Dr Sorrel Bickley, director of research, policy and support at Sarcoma UK, spoke with Keep Edinburgh Thriving to explain the main issues facing those with Sarcoma and why Keogh’s actions are so important.
“Not enough people know about sarcoma, but poor awareness isn't the only hurdle patients face. Delays to diagnosis mean that often people have an agonising wait and have to go back to see a healthcare professional multiple times before they are told that they have sarcoma.
“Shockingly, more than a third of people in Scotland were told at their first appointment with a healthcare professional that their symptoms were not serious or were started on a treatment for another condition.
“Treatments also lag far behind those available for other more common types of cancer. Sarcoma UK is working hard to invest in the research needed to develop better and kinder treatments,” Dr Bickley explains.
“We are in awe of John’s cold water challenge and we’d like to thank him and everyone who has supported him for their fantastic support of the charity.
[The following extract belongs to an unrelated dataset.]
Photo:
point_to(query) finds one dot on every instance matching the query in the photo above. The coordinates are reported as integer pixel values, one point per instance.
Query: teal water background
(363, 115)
The funds raised will help us to get closer to the day that everyone affected by sarcoma cancer has the treatment, care and support they need.”
In the first two weeks of February, Keogh had already hit his target of raising £5,000. Despite plummeting temperatures and icy water, he still kept going to raise as much money and awareness as possible.
“You know when you just do something and you think this feels right?. I feel this is the right thing to be doing. I feel this is hopefully the start of something that I can do where I can give something back.”
Next year John Keogh aims to raise £20,000 and bring more wild swimmers on board to take part in a ‘Dip a Day for FebHooray’.
“If I can get 40 people that can make £500, it could raise my £20,000. That would be something.”